The most recent painting in “Déjà Vu” serves as a coda to “Danza Macabra” and is notable for its gestural abstraction, which appears to be an emerging feature of the artist’s repertoire. Titled “Dance of The Nothing In Between” (2025), it is a tiny gem that encapsulates a rhythmic exchange between the current White House resident and a ghostly specter joining him in dance. It is the most painterly work in the exhibition, portending a fresh creative direction.
Chagoya regards himself as the product of two cultures with an uneasiness about both. As fascinated as he is with the cartoon characters that frolic throughout his work, he is also devoted to the study of the early Americas, uncovering the triumph and tribulations of a culture overtaken and extinguished by a foreign power. In an interview for the Archives of American Art conducted by Paul Karlstrom, Chagoya stated, “I think anybody who leaves their own country of origin creates a mental distance from it … Hopefully, I’m not trying to idealize certain things of my own culture. On the other hand, I also feel a distance to this country, so you become a citizen of both countries, or of no country.”

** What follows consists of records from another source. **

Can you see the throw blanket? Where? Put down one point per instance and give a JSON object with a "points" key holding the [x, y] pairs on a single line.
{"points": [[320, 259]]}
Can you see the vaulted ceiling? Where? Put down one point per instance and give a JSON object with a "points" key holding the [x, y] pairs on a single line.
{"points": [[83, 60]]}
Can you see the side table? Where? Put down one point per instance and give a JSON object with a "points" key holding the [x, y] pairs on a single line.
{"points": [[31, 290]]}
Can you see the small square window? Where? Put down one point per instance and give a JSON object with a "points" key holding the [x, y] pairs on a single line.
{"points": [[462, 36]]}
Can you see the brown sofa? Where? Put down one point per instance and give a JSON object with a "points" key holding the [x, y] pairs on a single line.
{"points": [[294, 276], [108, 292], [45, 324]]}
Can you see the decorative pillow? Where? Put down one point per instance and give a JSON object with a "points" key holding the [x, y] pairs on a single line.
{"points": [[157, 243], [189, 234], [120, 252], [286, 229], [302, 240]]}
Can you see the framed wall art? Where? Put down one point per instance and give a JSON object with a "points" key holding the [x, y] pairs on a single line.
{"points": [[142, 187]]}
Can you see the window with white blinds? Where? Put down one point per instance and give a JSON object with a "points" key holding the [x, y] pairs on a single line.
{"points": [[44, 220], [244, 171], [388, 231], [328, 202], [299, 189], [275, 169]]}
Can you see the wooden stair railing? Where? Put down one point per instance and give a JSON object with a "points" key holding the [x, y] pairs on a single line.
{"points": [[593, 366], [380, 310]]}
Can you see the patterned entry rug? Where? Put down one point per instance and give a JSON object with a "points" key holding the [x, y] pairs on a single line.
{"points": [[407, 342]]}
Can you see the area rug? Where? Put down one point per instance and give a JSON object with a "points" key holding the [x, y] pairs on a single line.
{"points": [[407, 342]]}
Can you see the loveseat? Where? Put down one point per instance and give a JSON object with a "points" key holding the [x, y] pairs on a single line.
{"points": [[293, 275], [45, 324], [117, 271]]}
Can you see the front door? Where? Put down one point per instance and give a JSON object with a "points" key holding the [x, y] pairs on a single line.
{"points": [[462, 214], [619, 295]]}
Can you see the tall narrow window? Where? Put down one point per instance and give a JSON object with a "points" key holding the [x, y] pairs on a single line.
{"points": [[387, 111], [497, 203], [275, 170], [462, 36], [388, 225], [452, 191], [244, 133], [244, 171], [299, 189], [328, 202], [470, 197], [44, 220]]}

The loss of indigenous knowledge, the disappearance of Mesoamerican history at the hands of the Spanish (and smallpox) inspires Chagoya to reconstruct imagined documents. From the few remaining codices available for inspection, Chagoya creates his own with multicultural twists and turns. “Codex City of Mirrors” (2024) is intentionally distressed. Chagoya overlays a plethora of his signature iconography, running a whole gambit that embraces Mayan and Aztec pictographs, taunting Spanish priests, cartoonish gun-toting women posing as defenders of liberty, African masks and idolatry, European painting, a dragon, Superman, and fragments of comics (some upside down). This cacophony creates a floating world of high and low art drawn from past, present, and phantasmic civilizations that all reads as part animal and part typography.
Two horizontal works are paired formally but also as strong, topical statements. “Wild Spirits that Shine Obstinately Beyond Walls” (2023) is an homage to Dreamers seeking legal immigration status. Chagoya’s red, white and blue portraits convey the joy, concern and activism of his subjects, all superimposed on a border wall beset with impasto smudges and glass eyes. Another horizontal work, “The Seven Deadly Sins” (2020), is perched below. Originally displayed as seven individual panels, here they are conjoined to form a codex jam packed with the foibles of civilization as conveyed by a bevy of Disney and other cartoon characters. Donald Trump makes a guest appearance as a coiled snake gazing into a mirror held by the skeletal agent of death. Chagoya deploys these cultural tropes to dramatize the moral failings and political opportunism now rampant.
“Déjà Vu” is a concentrated snapshot of an artist who remains at the height of his powers, weaving together political commentary, cultural critique, and visual experimentation. For all his humor and fantasy, Chagoya delivers a sobering reminder that history staggers, slouches, and creeps back on itself without offering easy answers to artist or viewer.
The exhibition is up at Anglim/Trimble Gallery through October 25, 2025.